Duties & Responsibilities
  • Ensures proper documentation of activity or progress in EPIC and/or denial tracking software to  ensure that anyone viewing accounts will be aware of current status.
  • Ensures timely resolution of all denials, including escalation of denials resolution via monthly operational conference calls, as needed.
  • Develops and maintains policies and procedures for the review, appeal and follow up on Payer denials and related activities.
  • Analyzes trends in denials and then work with appropriate areas to resolve root causes identified.
  • Identifies potential areas of vulnerability and risk, work with departments or practice managers to develop/implement plans for resolution of problematic issues, and work to avoid similar issues in the future.
  • Provides reports on a regular basis, and as requested, to keep the organization and senior management informed of trends and efforts to prevent and address denials.
  • Will communicate appropriate Payer denial and/or process information to senior management to facilitate contract negotiation or renegotiation of existing contracts.
  • Coordinates monthly Denial Prevention or Audit Committee meetings to discuss, provide details, and offer solutions for old, current or new issues that arise as a result of Payer Audits and/or Denials.
  • Provides information required to achieve government settlement of appeals, as needed.
  • Other duties as assigned

We are committed to offering quality, cost-effective benefits choices for our employees and their families:

  • Day ONE medical, dental and life insurance benefits 
  • Health care and dependent care flexible spending accounts (FSAs)
  • Employees are eligible for enrollment into the 403(b) match plan day one.  LHI matches dollar for dollar up to 6%.
  • Employer paid life insurance – equal to 1x salary
  • Employee may elect supplemental life insurance with low cost premiums up to 3x salary 
  • Adoption assistance
  • LHI provides its full-time employees employer paid short-term disability and long-term disability coverage after 90 days of eligible employment
  • Tuition reimbursement
  • Student loan forgiveness

Equal Opportunity Employer
It is the policy of LMC to provide equal opportunity of employment for all individuals, and to remain compliant with applicable state and federal laws and regulations.

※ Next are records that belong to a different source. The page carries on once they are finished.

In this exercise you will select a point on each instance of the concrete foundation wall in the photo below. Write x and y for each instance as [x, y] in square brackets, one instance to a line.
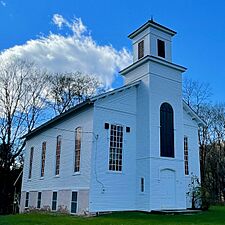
[63, 201]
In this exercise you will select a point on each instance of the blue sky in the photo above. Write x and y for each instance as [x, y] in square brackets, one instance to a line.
[199, 44]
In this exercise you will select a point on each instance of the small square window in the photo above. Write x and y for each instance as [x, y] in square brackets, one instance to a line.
[161, 48]
[107, 126]
[128, 129]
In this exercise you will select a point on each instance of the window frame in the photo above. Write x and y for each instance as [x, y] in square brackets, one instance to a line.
[39, 200]
[58, 154]
[43, 158]
[116, 150]
[167, 137]
[74, 202]
[76, 169]
[54, 201]
[161, 49]
[186, 156]
[31, 162]
[27, 196]
[142, 185]
[141, 49]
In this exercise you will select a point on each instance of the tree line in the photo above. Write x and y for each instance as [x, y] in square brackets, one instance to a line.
[211, 139]
[28, 94]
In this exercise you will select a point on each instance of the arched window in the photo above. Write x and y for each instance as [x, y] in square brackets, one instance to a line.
[58, 152]
[166, 131]
[78, 132]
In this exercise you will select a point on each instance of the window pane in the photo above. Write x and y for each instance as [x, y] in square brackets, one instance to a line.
[31, 161]
[141, 49]
[78, 132]
[58, 152]
[166, 131]
[161, 48]
[116, 145]
[186, 156]
[43, 158]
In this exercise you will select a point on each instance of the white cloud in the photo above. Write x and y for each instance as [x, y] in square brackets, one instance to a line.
[3, 3]
[75, 52]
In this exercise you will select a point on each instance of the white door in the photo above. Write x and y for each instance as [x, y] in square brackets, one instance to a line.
[168, 189]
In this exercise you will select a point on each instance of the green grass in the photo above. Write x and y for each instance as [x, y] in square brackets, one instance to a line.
[215, 216]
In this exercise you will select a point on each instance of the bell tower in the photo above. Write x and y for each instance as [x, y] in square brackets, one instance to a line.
[152, 39]
[160, 87]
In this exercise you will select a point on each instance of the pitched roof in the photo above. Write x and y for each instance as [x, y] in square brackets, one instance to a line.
[82, 106]
[151, 23]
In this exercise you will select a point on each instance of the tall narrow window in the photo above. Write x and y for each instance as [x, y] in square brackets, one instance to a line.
[116, 146]
[161, 48]
[142, 184]
[78, 132]
[43, 159]
[74, 202]
[141, 49]
[27, 200]
[166, 131]
[58, 152]
[31, 162]
[39, 200]
[54, 200]
[186, 169]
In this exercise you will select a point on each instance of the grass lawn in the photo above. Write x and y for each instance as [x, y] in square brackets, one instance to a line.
[216, 215]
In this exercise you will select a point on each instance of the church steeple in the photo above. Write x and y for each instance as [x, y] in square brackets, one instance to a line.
[152, 39]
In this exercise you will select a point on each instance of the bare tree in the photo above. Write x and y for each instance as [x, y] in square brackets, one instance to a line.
[196, 94]
[22, 96]
[211, 138]
[69, 89]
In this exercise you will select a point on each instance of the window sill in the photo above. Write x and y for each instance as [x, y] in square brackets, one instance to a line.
[76, 173]
[168, 158]
[115, 172]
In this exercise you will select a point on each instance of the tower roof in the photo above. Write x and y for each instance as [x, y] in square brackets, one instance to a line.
[151, 23]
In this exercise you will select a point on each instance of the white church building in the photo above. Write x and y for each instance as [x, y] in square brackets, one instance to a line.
[133, 148]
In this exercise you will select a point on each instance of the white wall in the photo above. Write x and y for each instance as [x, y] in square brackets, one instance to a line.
[191, 131]
[165, 86]
[114, 190]
[67, 179]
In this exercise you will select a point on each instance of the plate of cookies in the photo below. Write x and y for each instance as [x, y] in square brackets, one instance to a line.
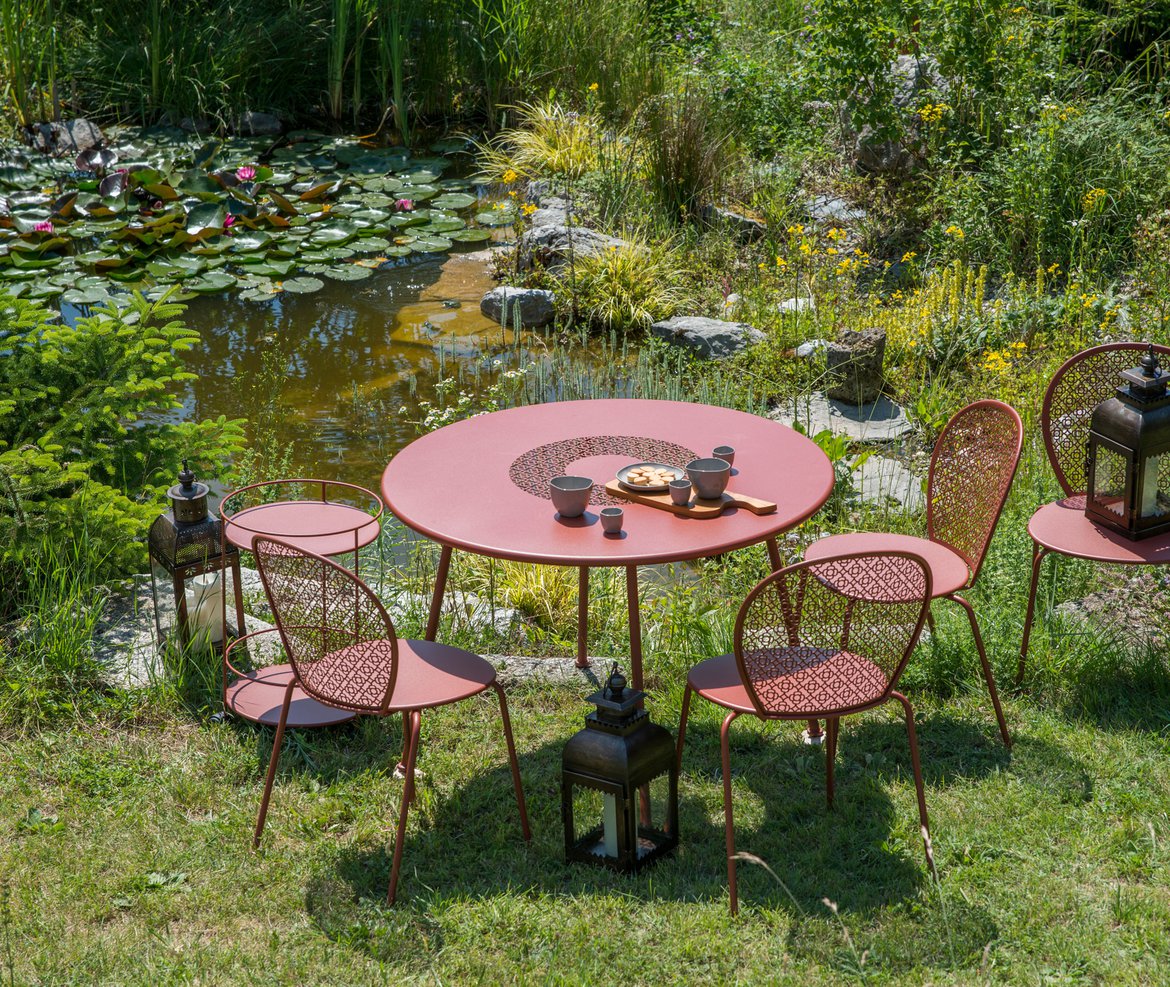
[648, 477]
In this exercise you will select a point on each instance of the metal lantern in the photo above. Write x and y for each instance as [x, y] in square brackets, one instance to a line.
[187, 566]
[1129, 454]
[618, 754]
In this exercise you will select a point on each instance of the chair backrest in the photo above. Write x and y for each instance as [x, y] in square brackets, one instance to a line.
[812, 635]
[1082, 382]
[971, 471]
[337, 634]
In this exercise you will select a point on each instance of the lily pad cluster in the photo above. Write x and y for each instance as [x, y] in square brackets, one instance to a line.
[164, 211]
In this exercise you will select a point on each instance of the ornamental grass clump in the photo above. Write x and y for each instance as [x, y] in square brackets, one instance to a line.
[628, 287]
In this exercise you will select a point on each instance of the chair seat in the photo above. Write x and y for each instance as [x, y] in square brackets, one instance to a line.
[1062, 527]
[948, 570]
[817, 682]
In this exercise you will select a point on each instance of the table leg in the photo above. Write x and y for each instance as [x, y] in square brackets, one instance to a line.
[436, 596]
[583, 618]
[431, 633]
[635, 628]
[813, 734]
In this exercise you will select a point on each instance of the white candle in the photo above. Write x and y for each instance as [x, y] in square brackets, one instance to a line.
[205, 608]
[610, 825]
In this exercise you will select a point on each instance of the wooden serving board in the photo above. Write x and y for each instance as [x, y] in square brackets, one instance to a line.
[696, 508]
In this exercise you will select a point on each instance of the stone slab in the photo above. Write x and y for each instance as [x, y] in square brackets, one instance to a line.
[882, 421]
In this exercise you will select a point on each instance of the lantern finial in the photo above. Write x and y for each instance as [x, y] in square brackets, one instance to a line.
[1150, 365]
[186, 478]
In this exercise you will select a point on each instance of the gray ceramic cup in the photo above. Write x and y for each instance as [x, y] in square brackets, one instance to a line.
[709, 477]
[680, 491]
[611, 519]
[570, 495]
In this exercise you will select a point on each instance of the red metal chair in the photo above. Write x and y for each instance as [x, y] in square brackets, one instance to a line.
[971, 471]
[1076, 388]
[344, 654]
[819, 639]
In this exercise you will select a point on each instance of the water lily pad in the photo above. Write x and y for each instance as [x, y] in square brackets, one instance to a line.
[369, 244]
[429, 244]
[303, 285]
[205, 219]
[470, 235]
[211, 283]
[348, 273]
[454, 200]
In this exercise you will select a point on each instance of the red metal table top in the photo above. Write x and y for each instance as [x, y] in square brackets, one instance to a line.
[481, 484]
[1064, 529]
[325, 527]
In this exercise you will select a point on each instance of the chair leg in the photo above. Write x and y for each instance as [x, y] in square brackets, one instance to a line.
[412, 737]
[514, 763]
[831, 727]
[728, 821]
[412, 750]
[986, 669]
[916, 764]
[273, 761]
[682, 725]
[1037, 560]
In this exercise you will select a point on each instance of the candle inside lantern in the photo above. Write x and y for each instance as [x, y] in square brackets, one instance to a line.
[205, 608]
[610, 825]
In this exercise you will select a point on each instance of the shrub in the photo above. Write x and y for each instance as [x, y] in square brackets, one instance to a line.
[87, 437]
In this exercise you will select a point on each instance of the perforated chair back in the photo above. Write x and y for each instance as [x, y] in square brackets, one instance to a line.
[831, 635]
[337, 634]
[1082, 382]
[971, 471]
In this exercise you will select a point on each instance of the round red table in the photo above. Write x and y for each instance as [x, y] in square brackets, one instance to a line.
[482, 485]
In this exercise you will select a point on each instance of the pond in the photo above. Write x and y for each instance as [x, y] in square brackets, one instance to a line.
[336, 377]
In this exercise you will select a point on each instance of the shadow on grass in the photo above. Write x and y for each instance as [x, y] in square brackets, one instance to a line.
[864, 854]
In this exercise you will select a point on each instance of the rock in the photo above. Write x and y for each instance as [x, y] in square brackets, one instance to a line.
[834, 209]
[549, 246]
[709, 338]
[797, 305]
[880, 480]
[882, 421]
[744, 228]
[68, 138]
[553, 211]
[531, 306]
[914, 81]
[811, 347]
[854, 366]
[254, 124]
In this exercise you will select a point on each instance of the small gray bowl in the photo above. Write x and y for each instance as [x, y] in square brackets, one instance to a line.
[709, 477]
[611, 519]
[570, 495]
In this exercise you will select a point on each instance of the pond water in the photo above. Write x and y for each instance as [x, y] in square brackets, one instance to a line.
[336, 375]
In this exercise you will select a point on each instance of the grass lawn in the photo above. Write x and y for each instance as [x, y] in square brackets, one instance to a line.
[1052, 856]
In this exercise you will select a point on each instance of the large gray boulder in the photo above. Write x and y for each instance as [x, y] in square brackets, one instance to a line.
[530, 306]
[68, 138]
[711, 339]
[914, 81]
[853, 364]
[550, 244]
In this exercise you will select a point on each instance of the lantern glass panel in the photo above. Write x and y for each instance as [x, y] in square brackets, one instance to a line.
[1156, 487]
[1109, 476]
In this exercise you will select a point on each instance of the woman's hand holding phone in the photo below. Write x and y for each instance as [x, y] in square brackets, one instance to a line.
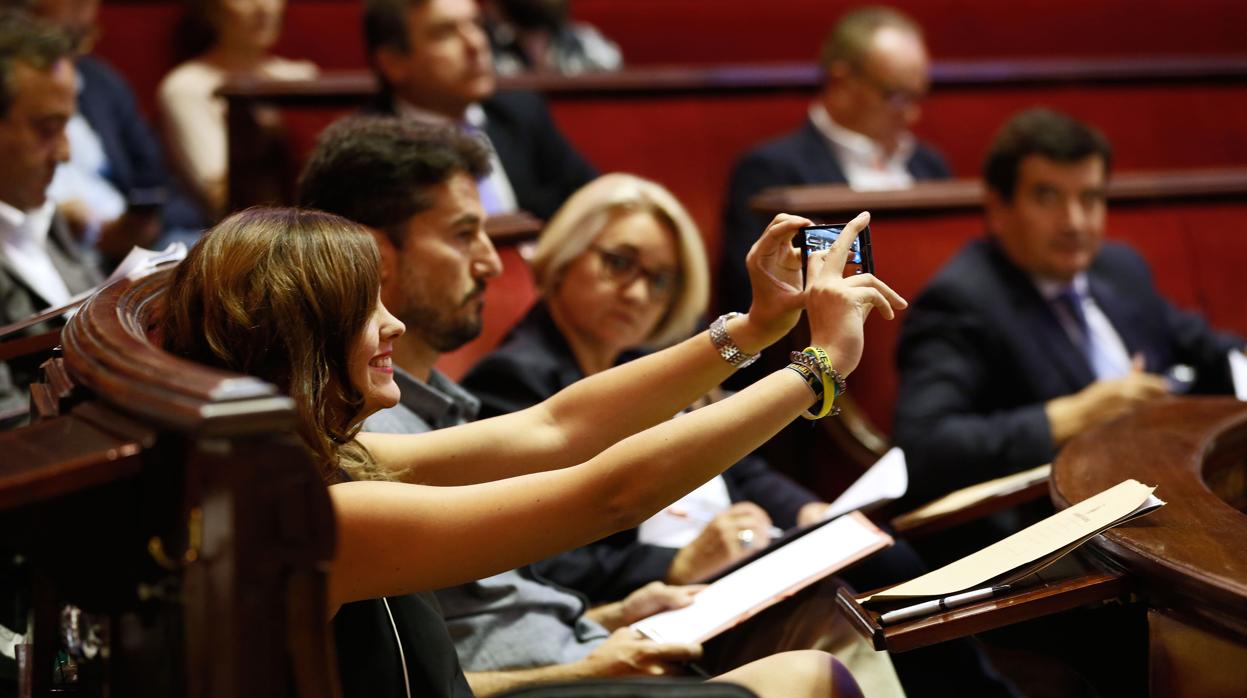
[775, 276]
[838, 305]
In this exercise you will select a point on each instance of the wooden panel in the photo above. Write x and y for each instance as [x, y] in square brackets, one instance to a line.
[1031, 602]
[1190, 555]
[1187, 661]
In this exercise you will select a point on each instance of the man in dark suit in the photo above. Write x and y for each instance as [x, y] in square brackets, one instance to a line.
[874, 76]
[40, 263]
[1043, 329]
[433, 60]
[115, 191]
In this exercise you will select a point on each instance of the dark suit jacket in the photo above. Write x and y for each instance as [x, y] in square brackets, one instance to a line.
[980, 352]
[136, 163]
[801, 157]
[18, 302]
[540, 163]
[534, 363]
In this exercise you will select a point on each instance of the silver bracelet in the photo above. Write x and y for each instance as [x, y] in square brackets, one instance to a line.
[725, 345]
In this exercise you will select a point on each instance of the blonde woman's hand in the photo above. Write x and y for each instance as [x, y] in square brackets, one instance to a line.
[775, 274]
[838, 305]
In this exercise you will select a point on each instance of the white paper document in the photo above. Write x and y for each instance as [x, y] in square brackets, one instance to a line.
[139, 263]
[767, 580]
[974, 494]
[884, 481]
[1033, 547]
[1238, 373]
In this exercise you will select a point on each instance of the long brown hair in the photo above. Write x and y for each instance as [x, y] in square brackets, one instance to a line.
[282, 294]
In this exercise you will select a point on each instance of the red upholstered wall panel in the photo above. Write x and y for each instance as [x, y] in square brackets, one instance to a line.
[690, 142]
[713, 31]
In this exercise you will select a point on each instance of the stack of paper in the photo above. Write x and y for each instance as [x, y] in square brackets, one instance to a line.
[1031, 549]
[768, 580]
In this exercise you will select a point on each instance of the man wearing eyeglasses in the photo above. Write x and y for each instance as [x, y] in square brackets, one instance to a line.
[874, 77]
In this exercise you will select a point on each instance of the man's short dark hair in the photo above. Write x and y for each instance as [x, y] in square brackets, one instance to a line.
[377, 170]
[849, 40]
[385, 24]
[1044, 132]
[26, 40]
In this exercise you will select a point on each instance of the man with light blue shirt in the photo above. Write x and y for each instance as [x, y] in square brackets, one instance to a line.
[433, 61]
[414, 186]
[1040, 330]
[874, 70]
[41, 264]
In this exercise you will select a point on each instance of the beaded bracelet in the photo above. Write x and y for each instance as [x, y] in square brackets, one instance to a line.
[812, 379]
[817, 360]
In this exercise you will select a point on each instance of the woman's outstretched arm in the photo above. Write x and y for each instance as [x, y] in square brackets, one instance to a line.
[398, 537]
[590, 415]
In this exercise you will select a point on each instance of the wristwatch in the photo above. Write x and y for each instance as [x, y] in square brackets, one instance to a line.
[731, 353]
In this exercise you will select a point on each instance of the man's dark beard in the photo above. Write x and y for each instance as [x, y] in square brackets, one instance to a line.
[442, 330]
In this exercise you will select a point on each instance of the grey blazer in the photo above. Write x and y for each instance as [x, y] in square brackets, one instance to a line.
[18, 301]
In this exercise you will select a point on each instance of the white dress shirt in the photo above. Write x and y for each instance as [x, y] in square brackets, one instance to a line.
[1110, 355]
[24, 248]
[81, 178]
[866, 165]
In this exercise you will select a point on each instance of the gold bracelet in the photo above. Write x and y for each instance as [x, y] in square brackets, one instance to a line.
[833, 384]
[812, 380]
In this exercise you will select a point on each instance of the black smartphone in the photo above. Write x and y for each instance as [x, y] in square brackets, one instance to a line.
[813, 238]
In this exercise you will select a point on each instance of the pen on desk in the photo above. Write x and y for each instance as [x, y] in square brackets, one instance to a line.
[703, 519]
[938, 605]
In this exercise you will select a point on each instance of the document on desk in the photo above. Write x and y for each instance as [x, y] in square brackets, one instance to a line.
[884, 481]
[139, 263]
[1034, 547]
[974, 494]
[768, 580]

LMC strives to provide a discrimination-free environment, and to recruit, select, on-board, and employ all employees without regard to race, color, religion, sex, age, disability, national origin, veteran status, or pregnancy, childbirth, or related medical conditions, including but not limited to, lactation. LMC endeavors to upgrade and promote employees from within the hospital where possible and consistent with the employee's desires and abilities and the hospital's needs.